De la misma manera, vuestra piedra necesita alimento para aumentar su fuerza, y este alimento debe ser graduado, es decir, cambiado en cierto momento. Ante todo, dadle leche; el régimen a base de carne, más sustancioso, vendrá después. Y no olvidéis separar los excrementos después de cada digestión, pues vuestra piedra podría infectarse… Seguid, pues, el orden de la Naturaleza y obedecedla con la mayor fidelidad que os sea posible. Y comprenderéis de qué manera conviene efectuar la cocción cuando hayáis adquirido un conocimiento perfecto del Régimen. Así captaréis mejor el apóstrofe que Tollius[66] dirige a los alquimistas esclavos de la letra:

«Id, marchaos, vosotros que buscáis con extremada aplicación vuestros diversos colores en las redomas de vidrio. Vosotros, que fatigáis mis oídos con vuestro cuervo negro, estáis tan locos como aquel hombre de la antigüedad que tenía la costumbre de aplaudir en el teatro, aunque estuviera solo en él, porque siempre se imaginaba tener ante los ojos algún nuevo espectáculo. Lo mismo hacéis vosotros, cuando, vertiendo lágrimas de gozo, os imagináis que veis en vuestras redomas la blanca paloma, el águila amarilla y el faisán rojo. Id, os digo y alejaos de mí, si buscáis la piedra filosofal en una cosa fija; pues ésta no penetrará los cuerpos metálicos más de lo que podría penetrar el cuerpo humano las más sólidas murallas…

»Esto es lo que tenía que deciros acerca de los colores, a fin de que en el porvenir dejéis de hacer trabajos inútiles; a lo cual añadiré unas palabras con referencia al olor.

image25.png

XXIII. NOTRE DAME DE PARIS: PORCHE CENTRAL

EL Sujeto de los Sabios

»La Tierra es negra, el agua es blanca; el aire se vuelve más amarillento cuanto más se acerca al Sol; el éter es completamente rojo. También la muerte, según se dice, es negra; la vida está llena de luz; cuanto más pura es la luz, más se aproxima a la naturaleza angélica, y los ángeles son puros espíritus de fuego. Ahora bien, ¿acaso el olor de un muerto o de un cadáver no es fastidioso y desagradable al olfato? De la misma manera, el olor hediondo denota, a los Filósofos, la fijación; por el contrario, el olor agradable indica volatilidad, porque se acerca a la vida y al calor.»
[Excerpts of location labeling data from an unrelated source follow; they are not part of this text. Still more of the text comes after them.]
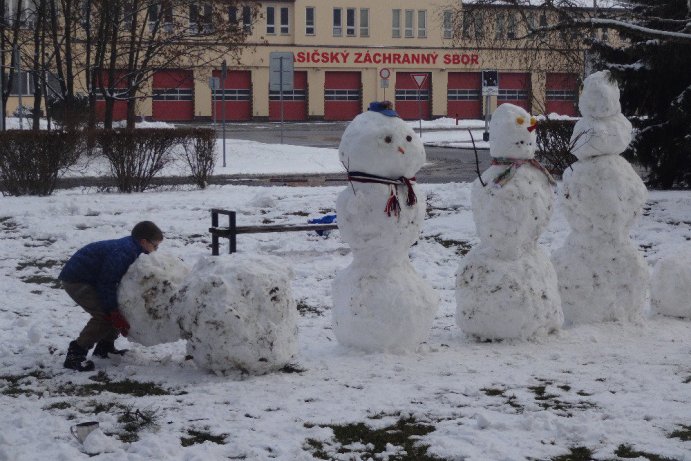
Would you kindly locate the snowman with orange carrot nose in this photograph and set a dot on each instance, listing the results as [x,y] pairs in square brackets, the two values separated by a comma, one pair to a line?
[506,286]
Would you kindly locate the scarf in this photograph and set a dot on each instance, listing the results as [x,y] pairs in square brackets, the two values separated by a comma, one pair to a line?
[393,206]
[513,165]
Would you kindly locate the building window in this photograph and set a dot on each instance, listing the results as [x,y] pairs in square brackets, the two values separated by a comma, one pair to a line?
[511,26]
[409,23]
[309,20]
[270,20]
[396,23]
[247,19]
[364,22]
[285,24]
[499,32]
[350,22]
[338,22]
[422,24]
[447,24]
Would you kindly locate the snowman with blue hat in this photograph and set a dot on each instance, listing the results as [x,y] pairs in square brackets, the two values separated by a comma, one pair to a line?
[380,303]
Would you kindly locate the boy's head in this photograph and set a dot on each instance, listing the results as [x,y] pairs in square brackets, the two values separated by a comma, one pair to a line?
[148,235]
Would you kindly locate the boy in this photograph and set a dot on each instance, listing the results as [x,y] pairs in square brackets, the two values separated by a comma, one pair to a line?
[91,278]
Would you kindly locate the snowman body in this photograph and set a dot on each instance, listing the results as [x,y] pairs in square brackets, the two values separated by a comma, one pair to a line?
[602,276]
[380,303]
[506,287]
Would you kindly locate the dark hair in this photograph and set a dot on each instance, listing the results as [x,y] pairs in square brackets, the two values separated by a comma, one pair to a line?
[148,231]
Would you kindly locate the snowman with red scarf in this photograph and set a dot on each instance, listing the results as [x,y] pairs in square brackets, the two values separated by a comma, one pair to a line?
[506,286]
[380,303]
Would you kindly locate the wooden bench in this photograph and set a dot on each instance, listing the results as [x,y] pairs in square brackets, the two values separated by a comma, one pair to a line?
[232,230]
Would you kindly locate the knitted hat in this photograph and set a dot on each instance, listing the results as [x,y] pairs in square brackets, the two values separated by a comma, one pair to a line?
[383,107]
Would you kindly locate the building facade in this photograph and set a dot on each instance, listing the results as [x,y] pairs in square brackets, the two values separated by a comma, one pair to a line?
[426,56]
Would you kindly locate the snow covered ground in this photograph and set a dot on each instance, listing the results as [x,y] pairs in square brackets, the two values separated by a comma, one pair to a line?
[610,391]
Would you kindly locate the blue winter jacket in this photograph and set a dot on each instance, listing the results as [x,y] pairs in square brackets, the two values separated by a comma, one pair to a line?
[103,264]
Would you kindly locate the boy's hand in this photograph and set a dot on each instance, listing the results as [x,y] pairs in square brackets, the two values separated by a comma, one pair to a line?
[119,322]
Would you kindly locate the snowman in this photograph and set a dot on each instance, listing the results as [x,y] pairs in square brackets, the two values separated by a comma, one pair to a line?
[506,287]
[380,303]
[602,276]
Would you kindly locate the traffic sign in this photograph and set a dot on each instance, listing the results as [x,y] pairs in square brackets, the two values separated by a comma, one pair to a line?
[419,79]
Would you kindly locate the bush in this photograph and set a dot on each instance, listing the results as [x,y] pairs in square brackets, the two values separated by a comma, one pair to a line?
[554,145]
[136,156]
[199,151]
[31,161]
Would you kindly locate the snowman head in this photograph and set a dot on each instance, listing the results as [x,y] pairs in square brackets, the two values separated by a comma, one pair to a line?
[600,96]
[378,142]
[513,133]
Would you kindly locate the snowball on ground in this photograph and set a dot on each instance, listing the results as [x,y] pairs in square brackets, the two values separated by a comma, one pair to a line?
[364,225]
[382,305]
[511,218]
[600,279]
[239,313]
[602,196]
[144,298]
[507,299]
[670,287]
[608,136]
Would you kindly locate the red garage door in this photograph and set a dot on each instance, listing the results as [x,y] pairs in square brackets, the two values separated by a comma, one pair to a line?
[464,97]
[515,89]
[294,102]
[238,96]
[342,95]
[412,103]
[562,91]
[173,95]
[120,106]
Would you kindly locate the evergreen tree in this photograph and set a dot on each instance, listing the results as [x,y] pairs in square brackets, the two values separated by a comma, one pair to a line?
[655,77]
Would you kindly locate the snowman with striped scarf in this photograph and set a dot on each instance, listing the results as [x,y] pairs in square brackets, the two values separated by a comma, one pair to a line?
[506,286]
[380,303]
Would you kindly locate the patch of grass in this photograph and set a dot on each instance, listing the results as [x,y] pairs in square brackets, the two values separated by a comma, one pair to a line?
[684,434]
[127,386]
[626,451]
[307,309]
[16,385]
[371,442]
[40,279]
[133,422]
[462,246]
[576,454]
[201,436]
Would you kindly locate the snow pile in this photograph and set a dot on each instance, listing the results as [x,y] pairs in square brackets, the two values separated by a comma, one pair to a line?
[239,314]
[670,287]
[380,302]
[506,287]
[144,296]
[602,276]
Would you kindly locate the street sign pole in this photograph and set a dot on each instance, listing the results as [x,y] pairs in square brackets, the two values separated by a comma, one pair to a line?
[224,74]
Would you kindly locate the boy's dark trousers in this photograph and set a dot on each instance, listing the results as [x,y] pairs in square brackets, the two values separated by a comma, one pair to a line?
[97,328]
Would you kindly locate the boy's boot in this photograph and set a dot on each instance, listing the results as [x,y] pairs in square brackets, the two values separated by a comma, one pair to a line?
[105,347]
[76,358]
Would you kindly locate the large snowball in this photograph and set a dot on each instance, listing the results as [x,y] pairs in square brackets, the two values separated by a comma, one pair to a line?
[602,196]
[507,299]
[380,145]
[382,306]
[239,314]
[511,136]
[670,288]
[511,218]
[144,296]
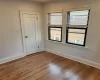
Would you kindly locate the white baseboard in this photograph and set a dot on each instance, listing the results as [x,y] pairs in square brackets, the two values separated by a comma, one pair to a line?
[8,59]
[84,61]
Volviendo al basamento de Notre-Dame, encontraremos, en sexto lugar, la Filosofía, cuyo disco tiene grabada una cruz. Aquí tenemos la expresión de la cuaternidad de los elementos y la manifestación de los dos principios metálicos, sol y luna —ésta machacada—, o azufre y mercurio, parientes de la piedra, según Hermes.